Distribution Matching Distillation (DMD)
distills score-based generative models
into efficient one-step generators, without requiring a one-to-one correspondence
with the sampling trajectories of their teachers. However, limited model capacity
causes one-step distilled models underperform on complex generative tasks, e.g.,
synthesizing intricate object motions in text-to-video generation.
Directly extending DMD to multi-step distillation increases memory usage and computational
depth, leading to instability and reduced efficiency.
While prior works
propose
stochastic gradient truncation (SGTS) as a potential solution,
we observe that it substantially reduces the generation diversity of multi-step distilled models,
bringing it down to the level of their one-step counterparts.
To address these limitations,
we propose Phased DMD, a multi-step distillation framework that bridges the
idea of phase-wise distillation with Mixture-of-Experts (MoE), reducing learning
difficulty while enhancing model capacity.

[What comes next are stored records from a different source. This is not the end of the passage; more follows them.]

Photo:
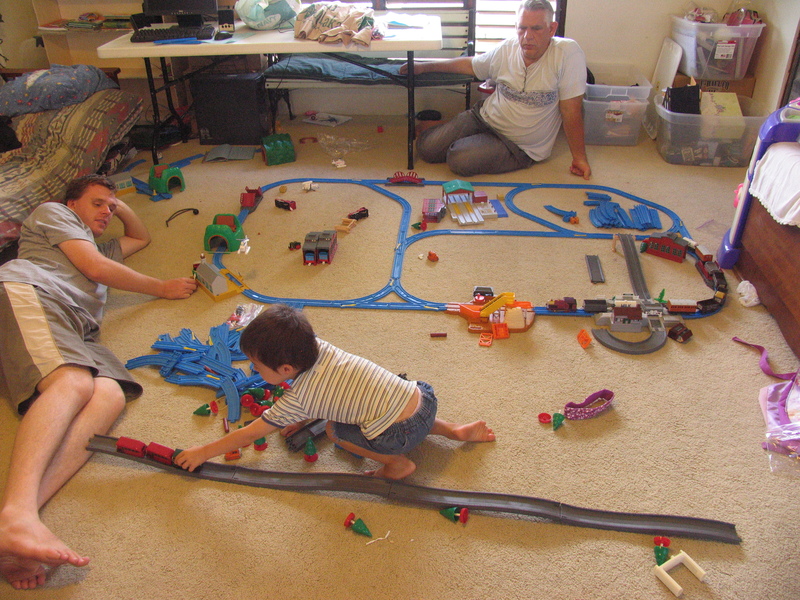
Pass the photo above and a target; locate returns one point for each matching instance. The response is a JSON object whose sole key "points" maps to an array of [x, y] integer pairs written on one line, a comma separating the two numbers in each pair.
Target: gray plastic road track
{"points": [[689, 527]]}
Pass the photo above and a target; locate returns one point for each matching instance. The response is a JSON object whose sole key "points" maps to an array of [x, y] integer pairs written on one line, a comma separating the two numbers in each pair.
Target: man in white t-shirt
{"points": [[540, 81]]}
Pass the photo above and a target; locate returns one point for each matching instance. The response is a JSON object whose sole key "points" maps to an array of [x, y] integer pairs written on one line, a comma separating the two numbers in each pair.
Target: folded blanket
{"points": [[333, 22], [776, 182]]}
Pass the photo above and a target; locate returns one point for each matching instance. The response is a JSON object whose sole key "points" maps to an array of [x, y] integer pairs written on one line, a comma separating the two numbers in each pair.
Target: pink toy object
{"points": [[589, 408]]}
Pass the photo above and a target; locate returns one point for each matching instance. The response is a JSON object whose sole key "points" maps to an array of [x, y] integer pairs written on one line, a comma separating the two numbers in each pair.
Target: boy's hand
{"points": [[191, 459], [178, 288]]}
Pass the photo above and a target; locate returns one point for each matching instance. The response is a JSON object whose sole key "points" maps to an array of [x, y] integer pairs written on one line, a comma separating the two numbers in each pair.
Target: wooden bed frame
{"points": [[769, 260]]}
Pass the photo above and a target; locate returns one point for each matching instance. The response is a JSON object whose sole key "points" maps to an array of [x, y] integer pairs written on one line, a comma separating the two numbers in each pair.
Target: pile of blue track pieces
{"points": [[185, 360], [607, 214]]}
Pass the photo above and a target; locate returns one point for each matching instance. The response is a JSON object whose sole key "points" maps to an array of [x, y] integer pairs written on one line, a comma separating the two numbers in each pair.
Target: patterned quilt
{"points": [[57, 146]]}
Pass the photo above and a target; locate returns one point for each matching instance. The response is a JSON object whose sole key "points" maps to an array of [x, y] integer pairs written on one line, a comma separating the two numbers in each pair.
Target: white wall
{"points": [[626, 32], [17, 32], [631, 32]]}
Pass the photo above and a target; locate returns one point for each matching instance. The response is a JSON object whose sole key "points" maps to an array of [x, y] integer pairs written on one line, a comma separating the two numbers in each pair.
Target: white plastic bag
{"points": [[267, 14]]}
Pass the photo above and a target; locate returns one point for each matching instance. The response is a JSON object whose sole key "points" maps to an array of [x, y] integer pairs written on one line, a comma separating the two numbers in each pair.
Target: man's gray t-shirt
{"points": [[42, 263]]}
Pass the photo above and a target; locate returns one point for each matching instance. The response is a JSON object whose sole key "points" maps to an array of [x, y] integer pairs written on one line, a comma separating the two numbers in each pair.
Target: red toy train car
{"points": [[153, 451]]}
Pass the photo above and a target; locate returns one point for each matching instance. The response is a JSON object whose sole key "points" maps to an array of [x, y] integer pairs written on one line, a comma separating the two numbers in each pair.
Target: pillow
{"points": [[8, 137], [51, 88]]}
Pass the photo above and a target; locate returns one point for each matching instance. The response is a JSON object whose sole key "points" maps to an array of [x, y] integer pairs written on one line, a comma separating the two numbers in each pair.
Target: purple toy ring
{"points": [[585, 410]]}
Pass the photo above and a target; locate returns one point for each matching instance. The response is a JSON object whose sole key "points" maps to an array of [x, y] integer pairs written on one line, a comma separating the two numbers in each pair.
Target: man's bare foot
{"points": [[26, 546], [474, 432], [395, 470]]}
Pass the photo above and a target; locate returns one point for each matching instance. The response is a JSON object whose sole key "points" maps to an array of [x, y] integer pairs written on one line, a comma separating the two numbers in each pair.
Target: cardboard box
{"points": [[721, 104], [740, 87]]}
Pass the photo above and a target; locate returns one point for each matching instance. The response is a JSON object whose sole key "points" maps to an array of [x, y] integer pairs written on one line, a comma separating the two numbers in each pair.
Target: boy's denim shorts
{"points": [[400, 437]]}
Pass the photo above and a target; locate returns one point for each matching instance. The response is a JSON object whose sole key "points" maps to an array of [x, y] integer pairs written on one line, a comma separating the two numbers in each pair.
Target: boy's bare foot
{"points": [[395, 470], [474, 432], [26, 546]]}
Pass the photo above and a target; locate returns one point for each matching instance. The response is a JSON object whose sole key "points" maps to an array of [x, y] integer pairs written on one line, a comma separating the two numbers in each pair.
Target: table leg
{"points": [[154, 102], [411, 110]]}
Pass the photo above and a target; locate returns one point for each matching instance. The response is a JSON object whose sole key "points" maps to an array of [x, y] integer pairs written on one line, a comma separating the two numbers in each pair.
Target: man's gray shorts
{"points": [[40, 334]]}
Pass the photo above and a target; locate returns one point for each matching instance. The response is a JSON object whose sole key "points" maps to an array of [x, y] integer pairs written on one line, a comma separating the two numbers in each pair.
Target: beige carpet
{"points": [[683, 437]]}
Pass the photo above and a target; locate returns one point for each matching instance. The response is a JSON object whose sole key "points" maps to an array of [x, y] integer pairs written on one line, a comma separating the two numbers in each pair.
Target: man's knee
{"points": [[109, 395], [70, 381]]}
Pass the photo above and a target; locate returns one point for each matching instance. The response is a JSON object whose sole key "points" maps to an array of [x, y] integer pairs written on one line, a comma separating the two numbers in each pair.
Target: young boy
{"points": [[370, 411]]}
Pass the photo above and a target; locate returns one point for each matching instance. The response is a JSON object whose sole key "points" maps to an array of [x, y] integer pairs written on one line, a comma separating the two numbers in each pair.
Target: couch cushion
{"points": [[51, 88]]}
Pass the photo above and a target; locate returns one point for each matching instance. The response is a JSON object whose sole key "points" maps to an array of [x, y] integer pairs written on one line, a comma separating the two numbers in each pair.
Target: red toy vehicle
{"points": [[285, 204], [251, 198], [410, 178], [159, 453], [361, 213], [131, 446]]}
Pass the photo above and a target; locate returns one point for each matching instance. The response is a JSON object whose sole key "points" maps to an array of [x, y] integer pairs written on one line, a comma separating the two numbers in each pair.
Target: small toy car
{"points": [[285, 204], [361, 213]]}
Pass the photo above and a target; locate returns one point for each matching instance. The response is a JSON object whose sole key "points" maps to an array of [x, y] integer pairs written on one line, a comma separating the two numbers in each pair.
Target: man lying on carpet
{"points": [[370, 411], [540, 81], [65, 384]]}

Phased DMD is built upon two key
ideas:
progressive distribution matching and
score matching within subintervals.
First, our method divides the SNR range into subintervals,
progressively refining the model to higher SNR levels, to better capture complex distributions.

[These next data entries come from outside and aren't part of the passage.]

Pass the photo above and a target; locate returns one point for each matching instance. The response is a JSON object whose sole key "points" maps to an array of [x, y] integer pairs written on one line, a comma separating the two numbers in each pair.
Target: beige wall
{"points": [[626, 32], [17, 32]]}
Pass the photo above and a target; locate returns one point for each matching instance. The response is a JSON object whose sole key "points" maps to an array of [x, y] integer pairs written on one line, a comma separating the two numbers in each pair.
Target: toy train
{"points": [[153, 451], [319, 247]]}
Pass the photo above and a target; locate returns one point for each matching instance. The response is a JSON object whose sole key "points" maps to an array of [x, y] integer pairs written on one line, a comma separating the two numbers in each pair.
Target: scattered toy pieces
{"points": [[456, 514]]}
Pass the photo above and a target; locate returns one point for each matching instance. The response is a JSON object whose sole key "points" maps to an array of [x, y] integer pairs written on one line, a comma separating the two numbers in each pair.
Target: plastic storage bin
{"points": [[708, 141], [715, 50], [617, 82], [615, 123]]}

Next, to ensure the training objective within each subinterval is accurate,
we have conducted rigorous mathematical derivations. We validate Phased DMD by distilling
state-of-the-art image and video generation models, including Qwen-Image (20B
parameters) and Wan2.2 (28B parameters). Experimental results demonstrate that
Phased DMD preserves output diversity better than DMD while retaining key generative capabilities of the original models.